Inexperto en el manejo de la prótesis, Hernán sufrió algunos tropiezos. Los accidentes no pasaban de causar pequeñas fracturas en la extremidad o la pérdida de algún dedo del pie; sin embargo, como si se tratara de algo muy grave, me pedía ayuda a gritos. Entonces iba a su casa para analizar el daño, recoger la pierna en caso necesario y traerla al taller para hacerle la compostura. El accedía a dármela a cambio de que le prometiera devolvérsela lo antes posible y, sobre todo, no extraviarla.

Esa súplica me parecía muy extraña y una tarde le pregunté la causa de su temor.

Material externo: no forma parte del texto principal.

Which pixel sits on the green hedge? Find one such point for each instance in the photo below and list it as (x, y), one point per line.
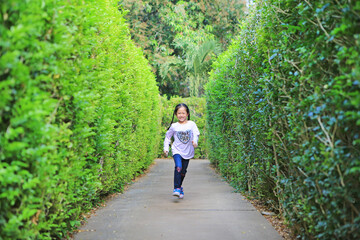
(283, 113)
(80, 113)
(197, 114)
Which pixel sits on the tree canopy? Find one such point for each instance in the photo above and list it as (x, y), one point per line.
(179, 38)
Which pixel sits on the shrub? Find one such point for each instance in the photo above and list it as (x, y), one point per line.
(79, 113)
(283, 113)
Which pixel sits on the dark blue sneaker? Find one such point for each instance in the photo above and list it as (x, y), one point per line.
(181, 193)
(177, 192)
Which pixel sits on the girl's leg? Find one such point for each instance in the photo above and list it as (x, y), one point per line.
(177, 171)
(185, 163)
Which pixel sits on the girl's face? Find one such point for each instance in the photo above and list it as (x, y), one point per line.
(182, 115)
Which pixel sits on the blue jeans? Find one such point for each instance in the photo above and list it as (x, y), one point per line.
(180, 170)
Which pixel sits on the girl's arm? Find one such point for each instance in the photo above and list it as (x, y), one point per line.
(167, 140)
(196, 134)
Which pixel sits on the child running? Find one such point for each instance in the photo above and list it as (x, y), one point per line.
(186, 134)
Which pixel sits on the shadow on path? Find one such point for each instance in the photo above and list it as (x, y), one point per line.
(210, 210)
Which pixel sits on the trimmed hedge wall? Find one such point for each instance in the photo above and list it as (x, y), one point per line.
(283, 113)
(197, 114)
(80, 113)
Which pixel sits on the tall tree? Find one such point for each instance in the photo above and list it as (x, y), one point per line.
(171, 32)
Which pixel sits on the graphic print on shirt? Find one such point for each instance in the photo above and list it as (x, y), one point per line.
(184, 136)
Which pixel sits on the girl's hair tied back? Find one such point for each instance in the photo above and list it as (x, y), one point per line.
(176, 109)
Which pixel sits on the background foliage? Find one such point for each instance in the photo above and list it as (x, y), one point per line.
(197, 114)
(283, 118)
(179, 38)
(79, 113)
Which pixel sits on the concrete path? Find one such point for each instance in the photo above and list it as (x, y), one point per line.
(210, 210)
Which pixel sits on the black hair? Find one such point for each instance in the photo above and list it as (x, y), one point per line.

Me respondió que había empezado a obsesionarse con la posibilidad de la pérdida –otra– a partir de una pesadilla en la que un perro negro, alto, con ojos como brasas, se llevaba su pierna y se iba saltando por las cúpulas de las iglesias mientras él, arrastrándose, lo perseguía.

IV

La casa que Hernán compartía con su padre estaba en los altos de la tienda El Cairo, a siete cuadras del taller. Gracias a eso, en pocos minutos podía hacer el camino a pie. El de regreso era más lento. Me gustaba sentir la curiosidad y el asombro de los transeúntes al verme con una pierna humana echada al hombro. Mi felicidad era mayor si el curioso –mujeres sobre todo– me decía con voz temblorosa: Se lo juro: pensé que la pierna era de verdad.

Aunque por un segundo me pusiera en el lugar de un descuartizador, el comentario era un elogio a mi trabajo y a las habilidades que, con el tiempo y mucha práctica, me permitirían cumplir mi sueño de convertirme en escultor de imágenes religiosas, como el abuelo que me heredó su nombre. Crecí a su lado y lo quise como a un padre.

V

Así, entre una visita y otra, Hernán y yo forjamos una amistad basada en la confianza. Con los años se fortaleció y terminamos viéndonos como los hermanos que no habíamos tenido ni él ni yo. Últimamente he notado un cambio: hay momentos en que Hernán lleva nuestras conversaciones a un terreno que me parece sombrío, pero a él no: presiente que morirá pronto. Finjo tomarlo a broma y le digo que tiene que vivir por lo menos hasta que me haga el retrato que lleva años prometiéndome. Dice que no me preocupe. Lo tiene hecho y lo lleva dentro de su pierna hueca. Tan humana, tan suya.